Duisburg, April 21, 2026 – Ultra-precise, compact, and robust: As part of the PISA project, Fraunhofer IMS is collaborating with Fraunhofer ISIT to develop an integrated feedback element for ultra-stable, narrow-band lasers. The combination of integrated photonics and piezoelectric surface waves enables compact, vibration-insensitive solutions for quantum and precision applications. The goal is to integrate complex laboratory setups onto a single chip, thereby paving the way for scalable, industry-ready solutions.

Whether in quantum information processing, high-resolution spectroscopy, or industrial measurement technology, narrow-band and frequency-stable lasers play a central role in modern photonic systems. With the joint project PISA »Tunable piezoelectric SAW laser with ultra-narrow linewidth«, the Fraunhofer Institute for Microelectronic Circuits and Systems IMS is launching the development of a novel, integrated feedback element for particularly compact, robust, and precise laser sources.

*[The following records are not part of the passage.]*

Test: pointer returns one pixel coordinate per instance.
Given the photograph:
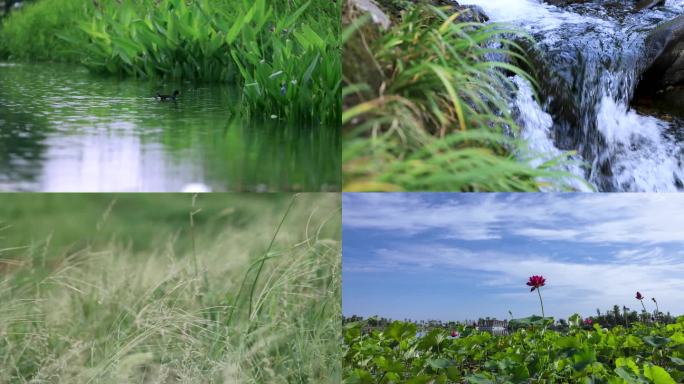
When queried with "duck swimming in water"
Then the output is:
(168, 97)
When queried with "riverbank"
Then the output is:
(426, 108)
(590, 60)
(284, 55)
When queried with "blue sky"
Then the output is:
(463, 256)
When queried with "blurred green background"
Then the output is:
(144, 222)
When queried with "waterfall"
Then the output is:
(587, 60)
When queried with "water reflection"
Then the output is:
(62, 129)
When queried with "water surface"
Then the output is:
(63, 129)
(589, 61)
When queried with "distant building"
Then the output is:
(492, 325)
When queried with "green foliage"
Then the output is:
(286, 67)
(32, 32)
(429, 112)
(108, 312)
(640, 354)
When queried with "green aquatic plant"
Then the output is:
(32, 33)
(425, 108)
(284, 54)
(643, 353)
(286, 68)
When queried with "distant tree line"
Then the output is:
(616, 316)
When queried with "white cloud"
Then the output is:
(572, 286)
(588, 218)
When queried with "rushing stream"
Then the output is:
(62, 129)
(589, 64)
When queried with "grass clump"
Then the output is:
(425, 108)
(285, 54)
(258, 302)
(32, 32)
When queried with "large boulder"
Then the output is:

The project is coordinated by Prof. Dr. Anna Lena Schall-Giesecke, head of the Technology Department at Fraunhofer IMS. The project partner is the Fraunhofer Institute for Silicon Technology ISIT in Itzehoe. PISA is funded by the Federal Ministry of Research, Technology, and Space (BMFTR) under grant number 13N17515 and runs from January 2026 to June 2028.

Integrated Photonics for Robust and Compact Laser Systems

The goal of PISA is to develop a tunable, ultra-narrowband feedback element that implements key functions for laser frequency stabilization on a chip for the first time. To achieve this, the project partners are combining photonic silicon nitride waveguides with piezoelectric surface acoustic waves (SAW) based on aluminum-scandium nitride (AlScN). The solution is CMOS-compatible, vibration-insensitive, and has the potential for cost-effective mass production.

»Conventional laser systems reach their limits, particularly in demanding applications such as quantum computers or optical atomic clocks, due to their size, complexity, and sensitivity,« explains Schall-Giesecke. »With PISA, we are creating an integrated alternative that combines precision, robustness, and miniaturization.«

Concrete Benefits for Industry and Research

The components developed in the project are particularly well-suited for laser-based applications requiring the highest frequency stability and rapid controllability, such as in the control of ion trap quantum computers, precision spectroscopy, optical sensing, or future industrial measurement systems. The goal is to achieve linewidths in the range of approximately 1 MHz, which already represents a significant improvement over the state of the art.

In addition, the individual components developed—such as SAW-based Bragg reflectors, phase shifters, or amplitude modulators—can also be used separately, for example as tunable filters or switching elements for communication systems.

Complementary Expertise in the Consortium

While Fraunhofer IMS handles the photonic design, simulation, and fabrication of the integrated waveguide structures, Fraunhofer ISIT contributes expertise in the development of piezoelectric AlScN thin films and surface acoustic waves. This close collaboration results in an innovative acousto-optical system.

As a basic research-oriented preliminary project, PISA lays the foundation for industry-driven follow-up projects. Even during the project’s duration, there is close collaboration with laser manufacturers and users in the field of quantum technologies to ensure the transferability of the results to future applications.